As easy as running every day may be in concept, there are many obstacles to putting it into practice. The individual days do not all have to be memorable efforts. Even a single mile will serve the purpose. Setting out to do a single mile is enough, because the number one enemy of the daily run is the same enemy that so often thwarts our training – inertia. Inertia is the physical property that a body in motion stays in motion, while a body at rest stays at rest. That law applies to our bodies just as well. There seems to be an immutable truth that the most difficult part of every training run is stepping out the door. This is the first place where daily running pays dividends. That planned hard 10-miler, which might have been skipped just because we did not “feel like doing it” follows naturally on the heels of the single mile we forced ourselves to do. As a daily runner, you will be amazed at the frequency with which you set out to do only one mile, because you have to, and end up running much further.
Another major obstacle is the infamous “schedule.” This is the modern world, where we all believe we are too busy; all the time. One of the great benefits of running every day is learning that, when our schedule necessarily intrudes on running time, we can simply change the time we run. Eventually it becomes a routine part of our schedule to think about when we will run tomorrow. We manage to work in all the necessary facets of living, no matter how busy our schedule. We must eat. We must sleep. And for the every-day runner, we must run. Somewhere in any schedule is 15 minutes to run.
Other limitations are artificially self-imposed. One of the beauties of running is that it requires no special venue or facilities. We can literally run almost anywhere. While it might initially seem that maintaining a daily running schedule while traveling, or facing other obstacles would be difficult, if not outright unpleasant, the truth is finding the time and place to run can be an adventure in and of itself. One can never know what is just around the corner, without going there. And more often than not, what is found is more than worth the trip. One memorable day found me at a motel during a blizzard, with a busy 4-lane highway in front, and the road behind blocked with huge mounds of snowplowed snow and ice. The prospect was distinctly unappealing, but I set off clambering over the ice/snow mounds figuring I would somehow get in my required minimum 15 minutes of running. I soon came to the entrance to a high school football stadium, and inside found myself alone in a vast expanse of pristine, knee-deep snow…. Two hours later, I headed back to the hotel, only because I had run out of time.

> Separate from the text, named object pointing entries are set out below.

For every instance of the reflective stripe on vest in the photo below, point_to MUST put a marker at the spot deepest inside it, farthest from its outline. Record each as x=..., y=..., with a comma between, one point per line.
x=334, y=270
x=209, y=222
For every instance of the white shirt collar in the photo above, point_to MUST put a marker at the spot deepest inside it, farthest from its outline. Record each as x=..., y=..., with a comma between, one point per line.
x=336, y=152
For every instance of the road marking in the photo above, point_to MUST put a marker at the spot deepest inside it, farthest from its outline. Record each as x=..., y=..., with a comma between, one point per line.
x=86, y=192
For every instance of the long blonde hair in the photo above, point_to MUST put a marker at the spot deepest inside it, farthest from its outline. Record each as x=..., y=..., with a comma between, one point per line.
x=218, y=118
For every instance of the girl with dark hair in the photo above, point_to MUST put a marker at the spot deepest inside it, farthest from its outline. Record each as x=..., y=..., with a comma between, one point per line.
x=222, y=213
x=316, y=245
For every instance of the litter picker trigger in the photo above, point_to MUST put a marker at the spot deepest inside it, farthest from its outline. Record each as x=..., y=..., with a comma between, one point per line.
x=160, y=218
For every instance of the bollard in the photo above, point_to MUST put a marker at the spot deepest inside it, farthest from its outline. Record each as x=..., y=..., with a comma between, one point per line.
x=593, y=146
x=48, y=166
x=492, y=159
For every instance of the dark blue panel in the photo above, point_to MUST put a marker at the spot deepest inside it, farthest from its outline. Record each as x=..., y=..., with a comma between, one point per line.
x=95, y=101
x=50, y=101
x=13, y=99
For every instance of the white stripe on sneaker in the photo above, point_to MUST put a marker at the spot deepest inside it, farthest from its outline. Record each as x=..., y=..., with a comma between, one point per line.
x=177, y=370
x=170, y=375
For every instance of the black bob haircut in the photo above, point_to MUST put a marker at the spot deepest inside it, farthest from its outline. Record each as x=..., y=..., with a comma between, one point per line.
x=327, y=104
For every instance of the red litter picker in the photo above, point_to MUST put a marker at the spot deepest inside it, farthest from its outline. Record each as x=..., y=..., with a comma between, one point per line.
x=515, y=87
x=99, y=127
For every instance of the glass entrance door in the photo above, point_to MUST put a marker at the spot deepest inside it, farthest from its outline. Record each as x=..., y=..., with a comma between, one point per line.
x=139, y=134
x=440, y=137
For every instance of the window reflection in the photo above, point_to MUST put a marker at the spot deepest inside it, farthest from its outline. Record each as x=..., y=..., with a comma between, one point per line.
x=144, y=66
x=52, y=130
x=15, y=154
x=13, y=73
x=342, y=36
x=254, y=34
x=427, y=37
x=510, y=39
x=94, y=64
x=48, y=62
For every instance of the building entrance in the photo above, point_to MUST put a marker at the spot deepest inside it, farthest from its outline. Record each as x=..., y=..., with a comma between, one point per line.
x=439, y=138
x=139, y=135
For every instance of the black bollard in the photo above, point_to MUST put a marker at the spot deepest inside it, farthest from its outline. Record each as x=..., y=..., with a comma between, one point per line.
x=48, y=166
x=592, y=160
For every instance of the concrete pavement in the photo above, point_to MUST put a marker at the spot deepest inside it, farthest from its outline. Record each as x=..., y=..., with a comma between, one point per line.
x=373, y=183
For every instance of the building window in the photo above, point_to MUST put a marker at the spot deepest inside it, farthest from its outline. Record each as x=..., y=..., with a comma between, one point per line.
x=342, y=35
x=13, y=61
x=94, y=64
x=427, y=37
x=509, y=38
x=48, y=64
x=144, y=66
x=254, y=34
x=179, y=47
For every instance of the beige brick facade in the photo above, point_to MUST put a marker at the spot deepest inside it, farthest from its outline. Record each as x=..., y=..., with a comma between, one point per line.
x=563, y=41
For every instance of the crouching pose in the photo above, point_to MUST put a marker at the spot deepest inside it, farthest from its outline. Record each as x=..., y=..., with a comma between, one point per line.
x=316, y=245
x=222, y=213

And then there is the weather. To a periodic runner, the weather might be an obstacle. To the every day runner, it is just another adventure. Be it 114 degrees or minus 30; a blizzard or a line of thunderstorms, the most extreme weather only adds spice to the daily diet of miles.
The tools to developing the daily running habit are simple; shoes and the desire to become a better runner. I found a simple wall calendar to be an enticing extra. Watching the blocks slowly fill with numbers becomes a motivating force in and of itself. Empty squares cannot be tolerated. Initially, running every day can be difficult. But, soon the habit is ingrained, and those mileage totals seem to climb of their own accord. The results will show on race day.